Influenza A viruses are divided into subtypes based on the antigenicity of two envelope glycoproteins, hemagglutinin (HA) and neuraminidase (NA). To date, H1-H16 HA and N1-N9 NA subtypes have been found in wild aquatic birds, the natural reservoir of influenza viruses –. Of these HA subtypes, only some avian influenza viruses of the H5 and H7 subtypes are known to become highly pathogenic avian influenza (HPAI) viruses under natural conditions. While HPAI viruses cause an acute systemic disease in poultry with a mortality rate that often approaches 100%, avian to human transmission of HPAI viruses is limited and HPAI viruses had never been reported to cause lethal infection in humans until the first emergence of an H5N1 HPAI virus in southern China in 1996.

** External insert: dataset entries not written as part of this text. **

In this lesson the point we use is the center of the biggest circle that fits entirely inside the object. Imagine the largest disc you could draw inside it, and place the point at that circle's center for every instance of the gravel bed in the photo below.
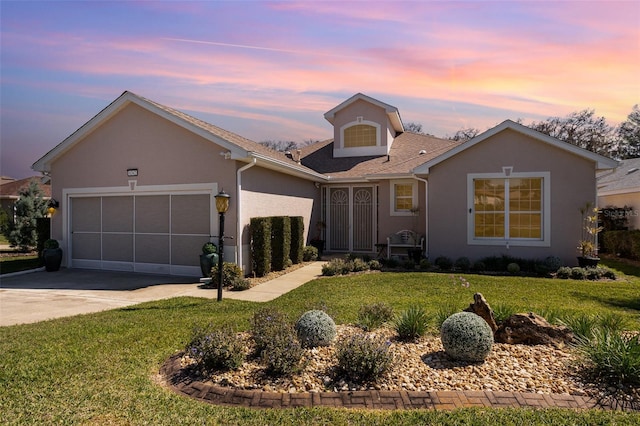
(423, 366)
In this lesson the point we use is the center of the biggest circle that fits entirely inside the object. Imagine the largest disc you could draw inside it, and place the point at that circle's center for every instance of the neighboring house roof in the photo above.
(602, 162)
(408, 151)
(11, 190)
(238, 147)
(392, 112)
(625, 178)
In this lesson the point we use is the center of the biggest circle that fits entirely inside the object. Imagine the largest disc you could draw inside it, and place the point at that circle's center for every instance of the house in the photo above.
(10, 192)
(621, 187)
(136, 186)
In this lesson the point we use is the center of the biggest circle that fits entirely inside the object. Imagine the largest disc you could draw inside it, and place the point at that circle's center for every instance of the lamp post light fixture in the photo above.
(222, 205)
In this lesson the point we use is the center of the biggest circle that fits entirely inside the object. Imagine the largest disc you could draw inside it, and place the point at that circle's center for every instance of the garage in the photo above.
(154, 233)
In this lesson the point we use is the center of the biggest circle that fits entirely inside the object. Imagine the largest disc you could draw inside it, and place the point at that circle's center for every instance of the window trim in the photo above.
(357, 122)
(544, 241)
(392, 201)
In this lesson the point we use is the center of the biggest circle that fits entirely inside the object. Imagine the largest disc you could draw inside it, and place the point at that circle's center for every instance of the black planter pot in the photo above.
(52, 259)
(588, 262)
(319, 244)
(206, 263)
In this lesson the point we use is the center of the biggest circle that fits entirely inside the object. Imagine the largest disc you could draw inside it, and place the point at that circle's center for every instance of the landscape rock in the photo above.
(532, 329)
(481, 307)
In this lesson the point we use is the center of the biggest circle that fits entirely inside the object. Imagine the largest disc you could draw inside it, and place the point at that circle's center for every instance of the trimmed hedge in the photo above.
(280, 242)
(260, 228)
(297, 239)
(622, 243)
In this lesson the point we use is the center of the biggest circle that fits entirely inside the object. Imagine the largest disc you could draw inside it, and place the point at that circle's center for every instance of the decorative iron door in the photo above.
(351, 219)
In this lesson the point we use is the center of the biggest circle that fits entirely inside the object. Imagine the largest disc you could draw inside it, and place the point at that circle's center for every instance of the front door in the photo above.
(351, 219)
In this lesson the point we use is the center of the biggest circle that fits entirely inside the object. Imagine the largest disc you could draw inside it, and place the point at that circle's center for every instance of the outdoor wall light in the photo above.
(52, 206)
(222, 205)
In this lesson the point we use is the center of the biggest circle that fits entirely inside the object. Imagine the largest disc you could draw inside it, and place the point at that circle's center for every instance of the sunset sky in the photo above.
(270, 70)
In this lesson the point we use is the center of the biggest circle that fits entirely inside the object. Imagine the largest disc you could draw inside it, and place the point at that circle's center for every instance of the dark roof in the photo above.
(408, 151)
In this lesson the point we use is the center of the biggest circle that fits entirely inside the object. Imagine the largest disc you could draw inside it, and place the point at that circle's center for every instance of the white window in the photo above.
(404, 197)
(509, 208)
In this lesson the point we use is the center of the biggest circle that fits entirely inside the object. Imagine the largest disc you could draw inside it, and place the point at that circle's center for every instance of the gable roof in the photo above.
(392, 112)
(12, 189)
(408, 151)
(239, 148)
(601, 161)
(625, 178)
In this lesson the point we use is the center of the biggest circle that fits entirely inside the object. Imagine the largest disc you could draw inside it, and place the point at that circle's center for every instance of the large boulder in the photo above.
(481, 308)
(532, 329)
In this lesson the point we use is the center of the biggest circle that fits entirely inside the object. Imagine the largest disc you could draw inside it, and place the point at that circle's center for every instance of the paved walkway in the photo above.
(39, 296)
(371, 399)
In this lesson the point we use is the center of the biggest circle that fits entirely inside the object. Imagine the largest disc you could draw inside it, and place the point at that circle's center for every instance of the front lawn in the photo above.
(102, 368)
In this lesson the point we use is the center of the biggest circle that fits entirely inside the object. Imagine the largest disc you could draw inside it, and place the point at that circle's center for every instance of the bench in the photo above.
(405, 239)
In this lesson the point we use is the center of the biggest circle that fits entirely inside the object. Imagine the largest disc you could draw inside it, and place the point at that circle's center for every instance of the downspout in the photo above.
(426, 214)
(239, 209)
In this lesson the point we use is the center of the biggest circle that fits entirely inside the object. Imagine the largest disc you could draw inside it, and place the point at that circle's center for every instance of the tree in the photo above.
(464, 135)
(29, 206)
(629, 135)
(582, 129)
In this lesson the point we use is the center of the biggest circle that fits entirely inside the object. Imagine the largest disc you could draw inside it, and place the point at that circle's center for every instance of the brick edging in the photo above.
(174, 375)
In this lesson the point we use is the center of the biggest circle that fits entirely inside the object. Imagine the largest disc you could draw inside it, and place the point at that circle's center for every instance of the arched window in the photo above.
(360, 135)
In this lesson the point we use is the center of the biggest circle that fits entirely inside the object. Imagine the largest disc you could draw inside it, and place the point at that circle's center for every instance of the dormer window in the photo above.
(360, 135)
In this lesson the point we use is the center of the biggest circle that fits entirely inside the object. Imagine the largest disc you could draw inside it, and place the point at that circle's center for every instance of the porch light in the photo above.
(222, 205)
(52, 206)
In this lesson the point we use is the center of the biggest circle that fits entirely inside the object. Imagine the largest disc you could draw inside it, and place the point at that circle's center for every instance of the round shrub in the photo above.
(466, 337)
(315, 328)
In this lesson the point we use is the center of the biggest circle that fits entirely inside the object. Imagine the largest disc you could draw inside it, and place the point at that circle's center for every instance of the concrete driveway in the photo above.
(39, 296)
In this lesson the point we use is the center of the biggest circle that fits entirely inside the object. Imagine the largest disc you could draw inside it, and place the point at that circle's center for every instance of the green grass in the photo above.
(101, 368)
(18, 263)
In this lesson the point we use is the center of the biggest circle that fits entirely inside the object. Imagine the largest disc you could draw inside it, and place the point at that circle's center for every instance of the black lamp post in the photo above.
(222, 205)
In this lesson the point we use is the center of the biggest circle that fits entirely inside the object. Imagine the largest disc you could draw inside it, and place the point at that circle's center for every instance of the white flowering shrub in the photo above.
(315, 328)
(466, 337)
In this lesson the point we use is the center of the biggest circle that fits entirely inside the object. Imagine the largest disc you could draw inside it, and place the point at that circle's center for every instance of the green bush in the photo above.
(216, 349)
(266, 324)
(231, 276)
(466, 337)
(282, 354)
(260, 228)
(444, 263)
(310, 253)
(463, 263)
(374, 315)
(280, 242)
(611, 359)
(296, 252)
(412, 323)
(362, 358)
(315, 328)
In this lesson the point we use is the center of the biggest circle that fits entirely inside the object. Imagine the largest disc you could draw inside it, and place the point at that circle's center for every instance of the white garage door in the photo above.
(141, 233)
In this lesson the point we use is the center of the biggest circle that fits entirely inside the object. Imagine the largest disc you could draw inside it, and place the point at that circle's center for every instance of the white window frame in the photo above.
(544, 241)
(392, 201)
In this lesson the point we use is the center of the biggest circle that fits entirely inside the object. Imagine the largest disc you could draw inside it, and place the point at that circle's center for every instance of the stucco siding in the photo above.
(631, 199)
(572, 184)
(164, 154)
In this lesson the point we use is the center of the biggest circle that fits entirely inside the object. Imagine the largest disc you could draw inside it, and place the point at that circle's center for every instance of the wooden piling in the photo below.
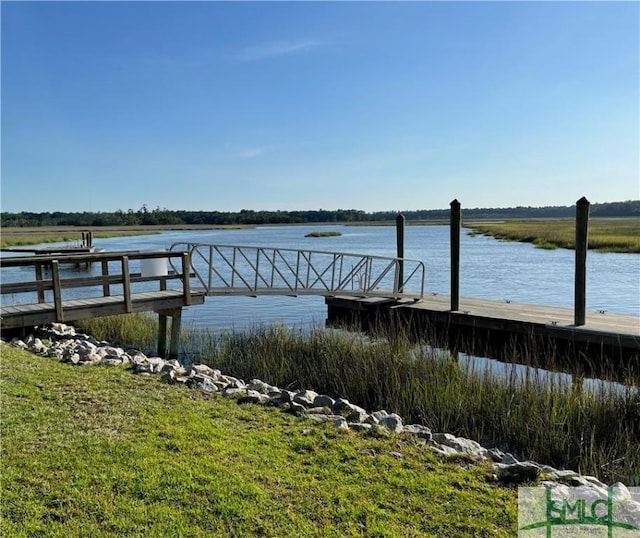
(57, 290)
(176, 324)
(455, 222)
(582, 244)
(400, 251)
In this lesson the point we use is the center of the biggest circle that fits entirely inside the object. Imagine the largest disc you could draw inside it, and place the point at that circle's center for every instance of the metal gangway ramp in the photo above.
(258, 270)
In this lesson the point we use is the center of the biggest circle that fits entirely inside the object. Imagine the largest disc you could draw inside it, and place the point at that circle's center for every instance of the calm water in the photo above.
(489, 269)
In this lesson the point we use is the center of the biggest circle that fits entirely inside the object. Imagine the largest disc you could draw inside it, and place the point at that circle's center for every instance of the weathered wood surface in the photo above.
(518, 317)
(64, 309)
(28, 315)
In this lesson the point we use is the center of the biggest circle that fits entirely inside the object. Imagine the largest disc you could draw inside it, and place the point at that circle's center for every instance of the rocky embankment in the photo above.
(63, 343)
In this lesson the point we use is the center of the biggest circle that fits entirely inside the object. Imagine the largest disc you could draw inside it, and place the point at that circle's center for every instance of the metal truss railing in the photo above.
(251, 270)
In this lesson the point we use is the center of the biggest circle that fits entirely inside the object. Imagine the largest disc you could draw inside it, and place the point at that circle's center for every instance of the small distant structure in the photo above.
(84, 246)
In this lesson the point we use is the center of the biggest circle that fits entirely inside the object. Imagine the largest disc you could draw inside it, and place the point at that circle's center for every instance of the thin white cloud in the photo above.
(232, 151)
(266, 51)
(248, 153)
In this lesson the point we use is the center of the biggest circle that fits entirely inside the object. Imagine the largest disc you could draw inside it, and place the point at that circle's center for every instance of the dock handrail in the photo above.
(257, 270)
(56, 282)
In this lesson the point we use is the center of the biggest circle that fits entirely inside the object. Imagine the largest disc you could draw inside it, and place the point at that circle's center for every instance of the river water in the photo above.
(489, 268)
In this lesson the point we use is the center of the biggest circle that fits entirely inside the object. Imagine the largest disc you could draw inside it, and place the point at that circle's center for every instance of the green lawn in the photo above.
(98, 451)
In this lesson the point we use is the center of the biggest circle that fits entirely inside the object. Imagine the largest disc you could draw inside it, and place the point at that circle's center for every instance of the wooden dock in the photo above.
(45, 298)
(510, 331)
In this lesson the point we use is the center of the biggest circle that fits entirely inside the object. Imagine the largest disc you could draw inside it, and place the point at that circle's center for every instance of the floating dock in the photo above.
(541, 336)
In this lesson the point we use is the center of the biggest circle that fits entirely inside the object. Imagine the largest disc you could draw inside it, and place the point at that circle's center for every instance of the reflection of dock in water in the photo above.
(84, 246)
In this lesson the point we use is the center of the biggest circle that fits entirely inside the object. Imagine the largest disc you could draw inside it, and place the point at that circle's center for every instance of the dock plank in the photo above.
(24, 315)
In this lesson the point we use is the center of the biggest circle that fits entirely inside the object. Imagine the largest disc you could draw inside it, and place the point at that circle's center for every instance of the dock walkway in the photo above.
(498, 328)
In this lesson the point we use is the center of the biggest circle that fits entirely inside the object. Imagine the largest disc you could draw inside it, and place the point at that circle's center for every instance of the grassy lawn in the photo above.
(610, 235)
(99, 451)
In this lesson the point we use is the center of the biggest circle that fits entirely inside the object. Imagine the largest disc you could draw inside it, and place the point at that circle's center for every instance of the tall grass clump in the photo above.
(138, 330)
(593, 428)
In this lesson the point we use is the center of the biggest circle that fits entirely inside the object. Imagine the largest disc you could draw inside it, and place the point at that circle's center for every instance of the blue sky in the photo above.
(308, 105)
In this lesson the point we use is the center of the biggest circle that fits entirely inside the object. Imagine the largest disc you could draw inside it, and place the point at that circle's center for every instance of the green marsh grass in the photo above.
(98, 451)
(608, 235)
(595, 430)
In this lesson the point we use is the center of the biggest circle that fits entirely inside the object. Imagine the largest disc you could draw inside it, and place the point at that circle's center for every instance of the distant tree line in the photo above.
(145, 216)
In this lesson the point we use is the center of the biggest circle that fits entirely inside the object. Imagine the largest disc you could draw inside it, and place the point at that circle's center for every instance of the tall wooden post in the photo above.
(455, 221)
(582, 244)
(176, 323)
(400, 250)
(162, 335)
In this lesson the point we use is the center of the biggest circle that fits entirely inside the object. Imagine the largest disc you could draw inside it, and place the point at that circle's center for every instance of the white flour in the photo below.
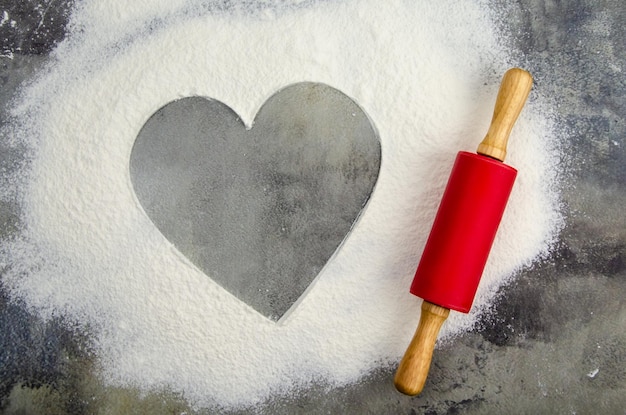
(425, 72)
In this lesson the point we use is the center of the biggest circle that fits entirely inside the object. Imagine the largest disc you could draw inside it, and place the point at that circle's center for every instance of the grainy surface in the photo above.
(554, 342)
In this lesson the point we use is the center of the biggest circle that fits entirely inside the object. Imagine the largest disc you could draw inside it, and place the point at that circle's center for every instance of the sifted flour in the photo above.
(425, 72)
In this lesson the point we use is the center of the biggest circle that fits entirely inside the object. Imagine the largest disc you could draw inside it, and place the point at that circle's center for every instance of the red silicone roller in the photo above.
(464, 229)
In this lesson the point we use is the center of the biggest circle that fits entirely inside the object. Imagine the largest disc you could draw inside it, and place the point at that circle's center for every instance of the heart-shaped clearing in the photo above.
(259, 210)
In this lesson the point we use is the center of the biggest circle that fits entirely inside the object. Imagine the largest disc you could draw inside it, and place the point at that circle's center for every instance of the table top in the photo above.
(555, 339)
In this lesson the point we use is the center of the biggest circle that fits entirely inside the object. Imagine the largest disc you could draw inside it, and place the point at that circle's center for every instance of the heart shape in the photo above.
(259, 210)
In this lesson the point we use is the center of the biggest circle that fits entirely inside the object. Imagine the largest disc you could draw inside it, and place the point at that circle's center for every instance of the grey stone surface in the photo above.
(259, 210)
(555, 342)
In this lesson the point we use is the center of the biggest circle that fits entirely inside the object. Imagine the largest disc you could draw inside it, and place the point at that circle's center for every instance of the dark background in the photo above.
(555, 342)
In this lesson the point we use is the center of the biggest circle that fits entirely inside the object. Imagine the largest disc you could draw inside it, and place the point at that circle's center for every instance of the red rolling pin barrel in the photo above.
(463, 232)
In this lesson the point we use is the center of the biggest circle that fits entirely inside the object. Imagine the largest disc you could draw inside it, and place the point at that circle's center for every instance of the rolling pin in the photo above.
(465, 226)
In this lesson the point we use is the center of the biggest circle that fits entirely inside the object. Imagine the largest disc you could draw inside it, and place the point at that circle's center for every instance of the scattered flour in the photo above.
(425, 72)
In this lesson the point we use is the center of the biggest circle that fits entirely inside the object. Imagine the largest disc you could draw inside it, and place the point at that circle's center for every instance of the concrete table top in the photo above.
(556, 341)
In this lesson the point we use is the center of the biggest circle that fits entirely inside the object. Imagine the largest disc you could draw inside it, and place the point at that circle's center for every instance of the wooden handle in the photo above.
(514, 90)
(413, 369)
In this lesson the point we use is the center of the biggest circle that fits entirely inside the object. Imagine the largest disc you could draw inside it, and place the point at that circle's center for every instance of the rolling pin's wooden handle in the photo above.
(414, 366)
(514, 90)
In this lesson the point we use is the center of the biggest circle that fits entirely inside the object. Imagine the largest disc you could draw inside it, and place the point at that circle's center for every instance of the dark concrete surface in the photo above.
(243, 204)
(555, 342)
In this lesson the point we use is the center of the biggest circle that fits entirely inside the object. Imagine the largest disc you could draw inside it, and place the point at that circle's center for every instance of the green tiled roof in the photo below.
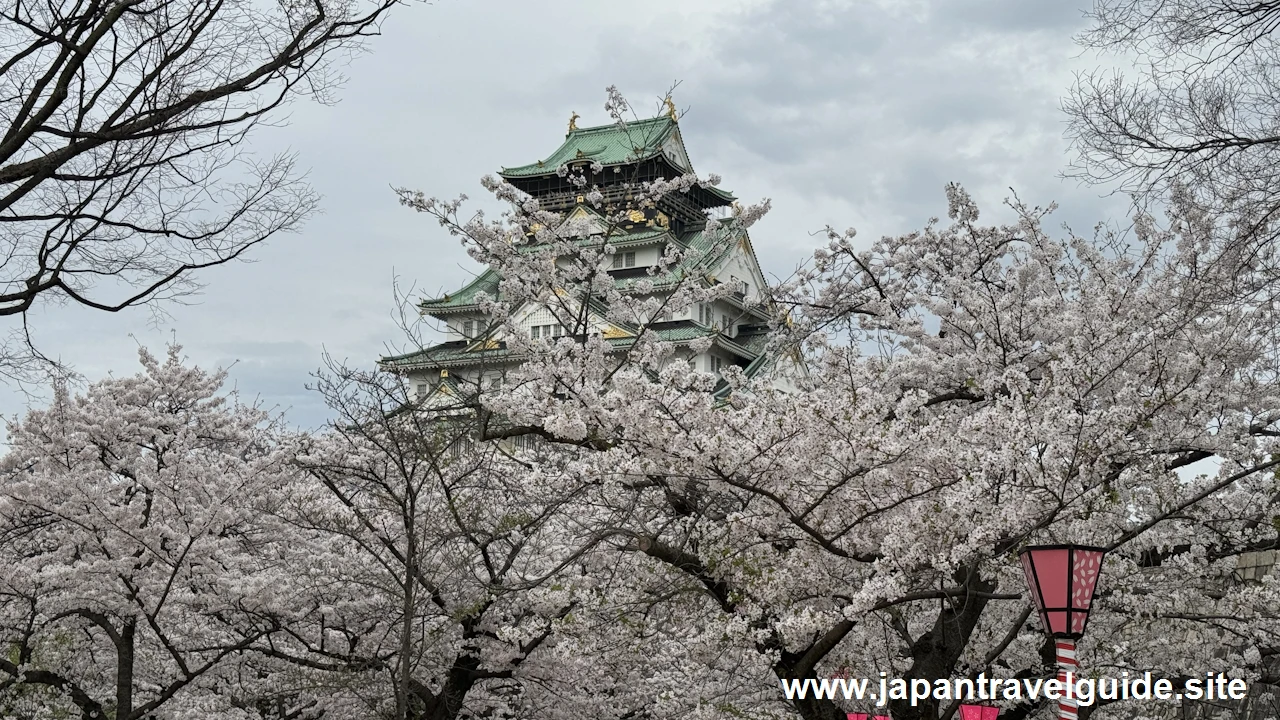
(607, 145)
(487, 282)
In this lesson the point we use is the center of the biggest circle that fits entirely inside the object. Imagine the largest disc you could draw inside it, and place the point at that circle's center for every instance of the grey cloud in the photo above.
(853, 114)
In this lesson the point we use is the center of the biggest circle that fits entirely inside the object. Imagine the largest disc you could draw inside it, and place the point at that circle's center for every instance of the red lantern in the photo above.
(1061, 579)
(978, 712)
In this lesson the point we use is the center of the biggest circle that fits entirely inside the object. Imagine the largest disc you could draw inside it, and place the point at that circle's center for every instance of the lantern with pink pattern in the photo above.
(978, 712)
(1061, 579)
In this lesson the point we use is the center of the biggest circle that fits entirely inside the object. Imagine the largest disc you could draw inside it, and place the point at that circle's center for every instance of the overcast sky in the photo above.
(853, 114)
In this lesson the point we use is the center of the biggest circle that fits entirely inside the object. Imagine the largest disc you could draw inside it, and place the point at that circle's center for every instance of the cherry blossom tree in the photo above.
(451, 563)
(965, 391)
(142, 566)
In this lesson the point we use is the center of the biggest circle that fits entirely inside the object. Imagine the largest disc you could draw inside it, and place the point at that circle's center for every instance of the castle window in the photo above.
(705, 314)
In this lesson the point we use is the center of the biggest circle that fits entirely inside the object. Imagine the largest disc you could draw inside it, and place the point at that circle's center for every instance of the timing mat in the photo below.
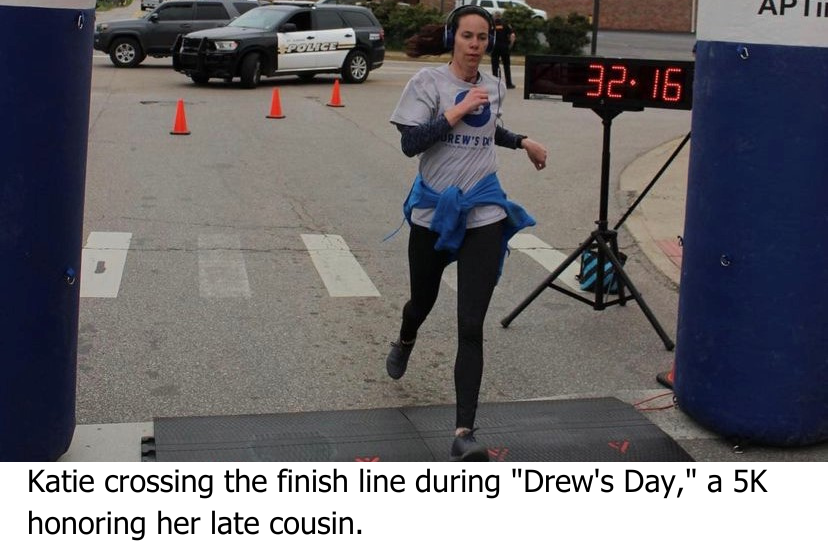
(601, 429)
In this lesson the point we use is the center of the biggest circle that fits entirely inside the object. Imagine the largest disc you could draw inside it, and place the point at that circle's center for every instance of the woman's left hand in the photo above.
(536, 153)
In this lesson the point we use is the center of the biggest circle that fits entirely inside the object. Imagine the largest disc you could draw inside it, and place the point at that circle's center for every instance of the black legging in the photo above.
(478, 262)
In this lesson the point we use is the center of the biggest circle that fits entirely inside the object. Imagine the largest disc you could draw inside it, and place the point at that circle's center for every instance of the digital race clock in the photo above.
(624, 83)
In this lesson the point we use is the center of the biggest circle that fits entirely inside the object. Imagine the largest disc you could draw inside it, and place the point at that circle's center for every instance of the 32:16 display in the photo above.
(663, 83)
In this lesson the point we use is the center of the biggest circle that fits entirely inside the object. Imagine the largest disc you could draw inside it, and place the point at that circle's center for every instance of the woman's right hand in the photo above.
(474, 99)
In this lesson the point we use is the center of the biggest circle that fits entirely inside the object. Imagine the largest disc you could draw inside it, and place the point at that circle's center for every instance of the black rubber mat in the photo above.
(603, 429)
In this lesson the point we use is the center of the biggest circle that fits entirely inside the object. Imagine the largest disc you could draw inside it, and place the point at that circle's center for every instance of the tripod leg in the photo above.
(549, 280)
(621, 294)
(668, 343)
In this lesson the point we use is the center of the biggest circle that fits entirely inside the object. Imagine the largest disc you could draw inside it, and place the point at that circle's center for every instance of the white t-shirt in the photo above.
(467, 153)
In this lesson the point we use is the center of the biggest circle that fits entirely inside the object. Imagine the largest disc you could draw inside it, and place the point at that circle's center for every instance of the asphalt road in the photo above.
(183, 338)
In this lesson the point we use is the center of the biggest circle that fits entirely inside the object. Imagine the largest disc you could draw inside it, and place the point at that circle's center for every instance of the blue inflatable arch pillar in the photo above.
(752, 342)
(47, 62)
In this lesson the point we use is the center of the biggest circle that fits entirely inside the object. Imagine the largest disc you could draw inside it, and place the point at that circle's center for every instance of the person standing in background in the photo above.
(504, 40)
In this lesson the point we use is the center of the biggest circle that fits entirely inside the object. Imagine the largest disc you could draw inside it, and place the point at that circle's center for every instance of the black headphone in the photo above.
(453, 20)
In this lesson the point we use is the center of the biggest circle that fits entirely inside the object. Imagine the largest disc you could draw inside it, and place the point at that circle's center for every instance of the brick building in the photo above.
(638, 15)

Current strategies for the control of influenza include vaccination and antiviral drug treatment. Neuraminidase inhibitors have been used for H5N1 HPAI virus infection in humans as well as seasonal influenza caused by viruses of the H1 and H3 HA subtypes. However, the efficacy of the neuraminidase inhibitors on the human H5N1 infections is unclear due to the inevitable lack of adequate control studies. Moreover, drug-resistant H5N1 viruses were indeed detected in patients ,  and, importantly, H5N1 viruses with reduced sensitivity to neuraminidase inhibitors were also isolated from chickens in the endemic area . Thus, alternative strategies for prophylaxis and treatment need to be developed for pandemic preparedness against the H5N1 influenza virus.